MAXxess management team pursues a company buyout option

ANAHEIM, Calif. - Two years after selling off its CCTV business, Odetics Inc. is getting out of the security business altogether, with plans to sell its access control company MAXxess Inc. in a management-led buyout. The deal is expected to close sometime this fall, but is subject to negotiations and the completion of a final purchase agreement between Odetics and the interested buyers. The buyout is being led by the senior management team at MAXxess, which includes Wes Appleby, president; Brian Mallabon, vice president of engineering; and Nancy Islas, product support manager at MAXxess. Additional investors are also part of the buyout plan. “We look at this as a tremendous opportunity,” said Appleby, who has been part of MAXxess for six years. For Odetics, the sale will enable the company to focus on its Iteris business. That company designs and integrates traffic management and travel information systems to provide real time traffic information for motorists.
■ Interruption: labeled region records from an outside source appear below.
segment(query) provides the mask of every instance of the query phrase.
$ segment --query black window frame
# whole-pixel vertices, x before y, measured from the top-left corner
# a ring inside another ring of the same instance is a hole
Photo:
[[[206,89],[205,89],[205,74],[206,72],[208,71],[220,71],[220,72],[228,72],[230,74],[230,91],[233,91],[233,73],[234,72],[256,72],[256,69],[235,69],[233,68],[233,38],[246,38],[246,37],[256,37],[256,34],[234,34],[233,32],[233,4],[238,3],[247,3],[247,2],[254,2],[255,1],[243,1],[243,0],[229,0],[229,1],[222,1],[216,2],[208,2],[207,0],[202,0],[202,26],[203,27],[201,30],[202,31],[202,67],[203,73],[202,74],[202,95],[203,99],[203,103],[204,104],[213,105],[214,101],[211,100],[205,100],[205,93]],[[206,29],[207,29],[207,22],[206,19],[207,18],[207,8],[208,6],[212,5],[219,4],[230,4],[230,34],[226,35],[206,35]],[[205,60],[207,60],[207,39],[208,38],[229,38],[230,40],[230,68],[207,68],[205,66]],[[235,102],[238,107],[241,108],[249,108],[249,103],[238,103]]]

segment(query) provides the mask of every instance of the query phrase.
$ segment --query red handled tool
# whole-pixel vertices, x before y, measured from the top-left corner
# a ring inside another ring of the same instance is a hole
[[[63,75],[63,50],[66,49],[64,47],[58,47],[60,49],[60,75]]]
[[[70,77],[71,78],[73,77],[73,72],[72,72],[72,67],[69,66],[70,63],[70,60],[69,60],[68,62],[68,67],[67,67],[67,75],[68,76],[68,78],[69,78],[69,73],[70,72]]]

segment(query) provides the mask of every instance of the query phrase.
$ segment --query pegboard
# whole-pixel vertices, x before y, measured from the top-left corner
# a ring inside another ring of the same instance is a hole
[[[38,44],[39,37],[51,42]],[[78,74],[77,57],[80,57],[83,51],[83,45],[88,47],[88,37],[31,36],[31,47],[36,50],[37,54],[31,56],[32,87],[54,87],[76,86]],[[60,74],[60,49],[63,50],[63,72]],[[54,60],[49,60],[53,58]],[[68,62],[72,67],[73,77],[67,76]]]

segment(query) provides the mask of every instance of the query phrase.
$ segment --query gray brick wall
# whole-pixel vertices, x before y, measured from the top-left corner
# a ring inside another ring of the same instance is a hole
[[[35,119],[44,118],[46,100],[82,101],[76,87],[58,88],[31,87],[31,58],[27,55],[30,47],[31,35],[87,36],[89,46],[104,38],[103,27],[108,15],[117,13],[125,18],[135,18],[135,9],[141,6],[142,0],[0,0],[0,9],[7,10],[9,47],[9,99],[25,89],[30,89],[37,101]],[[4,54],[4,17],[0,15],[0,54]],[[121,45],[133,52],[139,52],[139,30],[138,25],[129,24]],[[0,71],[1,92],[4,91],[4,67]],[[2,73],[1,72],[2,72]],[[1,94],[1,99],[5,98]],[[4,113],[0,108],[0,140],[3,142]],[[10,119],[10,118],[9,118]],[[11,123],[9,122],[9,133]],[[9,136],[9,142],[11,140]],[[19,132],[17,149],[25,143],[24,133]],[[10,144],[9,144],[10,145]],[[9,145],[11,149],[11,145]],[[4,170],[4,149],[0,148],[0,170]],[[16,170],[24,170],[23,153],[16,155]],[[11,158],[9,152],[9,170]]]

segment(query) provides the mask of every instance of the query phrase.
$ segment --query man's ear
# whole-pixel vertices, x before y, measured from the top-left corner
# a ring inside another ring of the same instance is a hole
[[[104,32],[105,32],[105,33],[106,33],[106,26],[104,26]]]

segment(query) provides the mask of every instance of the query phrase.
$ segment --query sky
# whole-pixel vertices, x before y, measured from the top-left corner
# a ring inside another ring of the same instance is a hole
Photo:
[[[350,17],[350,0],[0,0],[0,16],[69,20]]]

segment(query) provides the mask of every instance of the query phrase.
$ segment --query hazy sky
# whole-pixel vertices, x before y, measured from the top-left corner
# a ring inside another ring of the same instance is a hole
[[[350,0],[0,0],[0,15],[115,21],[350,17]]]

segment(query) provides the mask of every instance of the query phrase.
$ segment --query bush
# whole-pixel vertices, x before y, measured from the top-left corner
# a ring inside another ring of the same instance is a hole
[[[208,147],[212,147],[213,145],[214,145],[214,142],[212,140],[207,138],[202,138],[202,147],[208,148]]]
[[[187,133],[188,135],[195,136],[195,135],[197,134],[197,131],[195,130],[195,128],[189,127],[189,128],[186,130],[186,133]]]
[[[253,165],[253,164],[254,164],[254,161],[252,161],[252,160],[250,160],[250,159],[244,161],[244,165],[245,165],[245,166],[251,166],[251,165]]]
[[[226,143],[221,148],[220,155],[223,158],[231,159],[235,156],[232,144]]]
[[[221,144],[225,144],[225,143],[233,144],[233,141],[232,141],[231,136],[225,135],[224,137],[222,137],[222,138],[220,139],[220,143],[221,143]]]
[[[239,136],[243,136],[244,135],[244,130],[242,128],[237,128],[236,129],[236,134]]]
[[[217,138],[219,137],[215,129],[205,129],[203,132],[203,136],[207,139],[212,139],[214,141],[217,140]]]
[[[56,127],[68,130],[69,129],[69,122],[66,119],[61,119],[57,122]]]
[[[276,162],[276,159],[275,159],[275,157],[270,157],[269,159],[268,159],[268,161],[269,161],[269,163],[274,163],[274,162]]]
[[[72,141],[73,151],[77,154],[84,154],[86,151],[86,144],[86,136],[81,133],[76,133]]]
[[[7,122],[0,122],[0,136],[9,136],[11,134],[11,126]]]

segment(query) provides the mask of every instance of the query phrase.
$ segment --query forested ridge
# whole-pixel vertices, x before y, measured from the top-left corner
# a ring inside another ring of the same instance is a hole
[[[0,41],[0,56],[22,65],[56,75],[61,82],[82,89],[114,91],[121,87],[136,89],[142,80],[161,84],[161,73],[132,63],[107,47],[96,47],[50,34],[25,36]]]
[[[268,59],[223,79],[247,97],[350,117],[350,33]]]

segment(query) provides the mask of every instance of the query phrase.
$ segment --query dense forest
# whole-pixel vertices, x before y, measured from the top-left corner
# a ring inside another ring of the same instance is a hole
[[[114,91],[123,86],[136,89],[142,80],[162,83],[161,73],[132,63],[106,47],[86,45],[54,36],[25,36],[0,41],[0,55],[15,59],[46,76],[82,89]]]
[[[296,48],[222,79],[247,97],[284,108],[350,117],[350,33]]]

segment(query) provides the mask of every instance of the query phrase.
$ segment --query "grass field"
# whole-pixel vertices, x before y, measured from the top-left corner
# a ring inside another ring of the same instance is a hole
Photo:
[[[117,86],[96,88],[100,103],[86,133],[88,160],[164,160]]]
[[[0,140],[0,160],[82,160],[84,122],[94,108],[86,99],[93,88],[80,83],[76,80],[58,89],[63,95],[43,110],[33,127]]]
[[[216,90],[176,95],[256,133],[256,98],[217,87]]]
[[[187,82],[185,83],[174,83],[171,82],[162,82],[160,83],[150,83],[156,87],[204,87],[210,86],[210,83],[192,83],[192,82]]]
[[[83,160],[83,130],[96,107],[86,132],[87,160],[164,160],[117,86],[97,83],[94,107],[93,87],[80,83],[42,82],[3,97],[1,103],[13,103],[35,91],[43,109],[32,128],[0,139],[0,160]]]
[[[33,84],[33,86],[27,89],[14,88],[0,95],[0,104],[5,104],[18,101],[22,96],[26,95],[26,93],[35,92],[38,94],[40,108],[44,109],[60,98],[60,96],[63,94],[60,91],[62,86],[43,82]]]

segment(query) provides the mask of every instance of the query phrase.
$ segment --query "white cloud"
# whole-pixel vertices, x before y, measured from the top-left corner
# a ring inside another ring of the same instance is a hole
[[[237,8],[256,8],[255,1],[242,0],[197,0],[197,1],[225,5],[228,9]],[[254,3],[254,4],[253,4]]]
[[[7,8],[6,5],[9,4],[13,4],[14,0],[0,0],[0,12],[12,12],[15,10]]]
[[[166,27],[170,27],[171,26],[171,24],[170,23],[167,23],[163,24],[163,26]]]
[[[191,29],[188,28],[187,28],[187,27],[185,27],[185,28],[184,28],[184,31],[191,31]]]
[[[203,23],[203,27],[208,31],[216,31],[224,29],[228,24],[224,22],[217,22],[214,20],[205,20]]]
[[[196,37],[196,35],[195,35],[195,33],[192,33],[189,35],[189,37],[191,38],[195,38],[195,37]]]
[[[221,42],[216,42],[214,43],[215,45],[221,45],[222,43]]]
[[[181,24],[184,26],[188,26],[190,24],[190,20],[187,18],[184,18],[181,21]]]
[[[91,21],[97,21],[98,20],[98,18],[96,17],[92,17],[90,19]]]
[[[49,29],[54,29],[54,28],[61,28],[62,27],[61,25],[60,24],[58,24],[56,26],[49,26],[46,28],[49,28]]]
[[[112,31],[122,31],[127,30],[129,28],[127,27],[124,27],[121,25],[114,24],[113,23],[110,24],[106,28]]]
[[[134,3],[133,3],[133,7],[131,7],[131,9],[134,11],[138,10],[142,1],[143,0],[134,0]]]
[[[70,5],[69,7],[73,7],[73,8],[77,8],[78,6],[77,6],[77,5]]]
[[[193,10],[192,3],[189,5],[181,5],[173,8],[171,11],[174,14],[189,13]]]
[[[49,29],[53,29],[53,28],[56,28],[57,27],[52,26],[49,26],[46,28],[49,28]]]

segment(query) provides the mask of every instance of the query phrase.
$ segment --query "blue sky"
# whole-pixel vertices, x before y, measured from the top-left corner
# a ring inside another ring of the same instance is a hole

MAXxess, on the other hand, is expected to enable management to better focus on the company. “It’s really going to allow us as a group to focus on our core business,” said Appleby. Odetics’ decision to sell MAXxess comes after a series of sales two years ago that shed the company of its CCTV business. The first transaction happened in early 2001 when it sold its PTZ dome camera line to Silent Witness. Six months later, after splitting Gyyr into two divisions, Gyyr Electronic Access Control and Gyyr CCTV Products, it sold its CCTVproduct division to Silent Witness, a deal that netted $8.9 million for Odetics. Gyyr EAC was then renamed MAXxess, drawing upon the company’s Axxess access control product to create the new name and to move away from the Gyyr name, which many people associated with video and digital storage products. The two deals to Silent Witness were expected to help financially troubled Odetics. At that time, the company planned to use the funds to retire short-term debt and beef up cash to meet working capital needs. Last year, the company sold its headquarters to an investment management firm, a deal that included a 10-year leaseback provision for the company and helped the company pay off debt.